The pool at the Fritz Sick Centre remains empty as officials continue to take a measured approach in opening City facilities in the next stage of relaunch locally. Herald photo by Ian Martens @IMartensHerald

Tim Kalinowski
Lethbridge Herald
tkalinowski@lethbridgeherald.com
While the province announced on Tuesday municipalities would have the go ahead to accelerate the relaunch of the economy by opening more facilities and amenities earlier than previously planned, the City of Lethbridge will continue to take a slow and steady approach, said Director of Emergency Management Marc Rathwell.
“We want the community to understand very clearly that COVID-19 has not gone away,” he said. “The virus is still out there. We still need to follow all the health orders that are in place; so physical distancing, and when you can’t stay physically distanced, that’s an appropriate time to use a mask. It’s important. Handwashing, really important, continue with that.
“We don’t have a lot of physical timelines for when a lot of our structures will be opened,” Rathwell added. “We are making sure we have our guidelines from the province and making sure we can apply them all safely for staff and customers.”
The province did give the go ahead to reopen swimming pools and arenas by Friday, but it’s not as simple as turning on the lights and unlocking the doors, confirmed City of Lethbridge general manager for Recreation and Culture Robin Harper.
“Our City Recreation and Culture Department is currently working with our stakeholders to understand all the details of those announcements (on Tuesday),” he explained. “We really want to manage the city’s expectations when we start to look at reopening here. Even though we are really excited, and the community is really excited about that possibility, the reality is strong restrictions are still in place.”

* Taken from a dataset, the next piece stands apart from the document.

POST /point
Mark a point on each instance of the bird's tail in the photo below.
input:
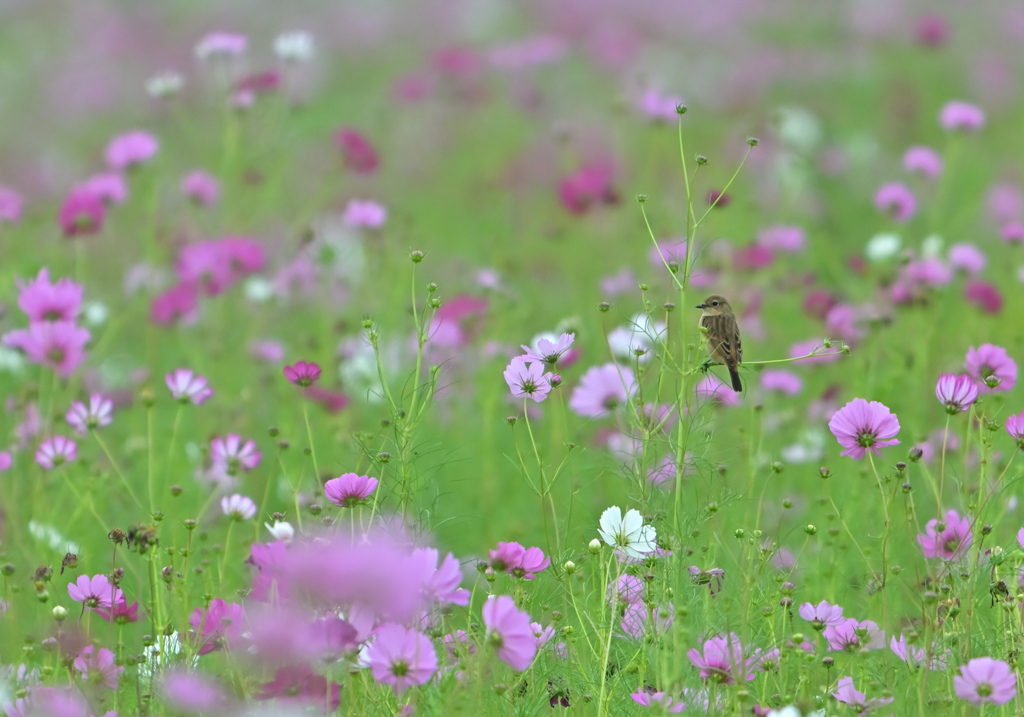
(736, 385)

There are similar complications with arenas and other facilities where people would be in close contact with one another, he confirmed, with the need for new signage, new cleansing procedures and group numbers restrictions still in place. The City will also have to rehire staff they had previously laid off and retrain them on proper public health procedures, Harper added. He expected it would be at least another two weeks before some of these amenities could be reopened.

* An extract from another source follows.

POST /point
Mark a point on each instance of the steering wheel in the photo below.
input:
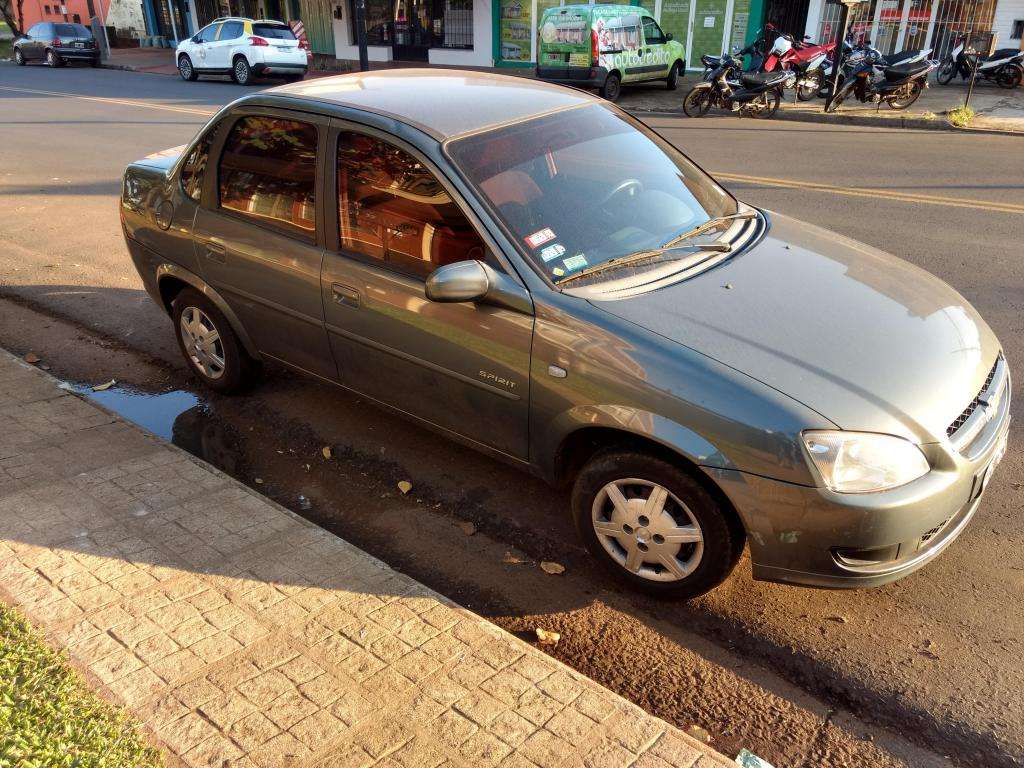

“We don’t have any firm dates as to when we will be opening those facilities, but we are going to be working with our stakeholders and users to make sure we can open them as soon as possible and in a safe manner,” Harper stated.
Rathwell also reminded Lethbridge residents to continue to follow public health guidelines in every facet of community life.
He encouraged everyone who can to sign up to get COVID testing done, even if they do not currently have symptoms, and particularly those who attended large anti-racism rallies in the city this past week. Appointments can be set up through the Alberta government’s website.
“For people who were at the protests Dr. Hinshaw has strongly suggested you go down and get swabbed, that you do the COVID testing,” he stated, referring to Alberta’s chief medical officer of health. “They are doing asymptomatic testing now; so if you were involved in the protests where you would have been closer to individuals than what we’re suggesting, please go down and get swabbed.”
The province also accelerated the opening of casinos, fitness facilities and movie theatres.
Rathwell encouraged all businesses thinking of reopening in the next few days to send in a reopening plan to the Alberta government’s Biz Connect resource to ensure they are following public health orders.
“The City has no influence or power in terms of private business,” he said. “They have to connect with Biz Connect, that is the piece they have set up through the province for people to look at the guidelines, look at the health orders, and apply that to their business.”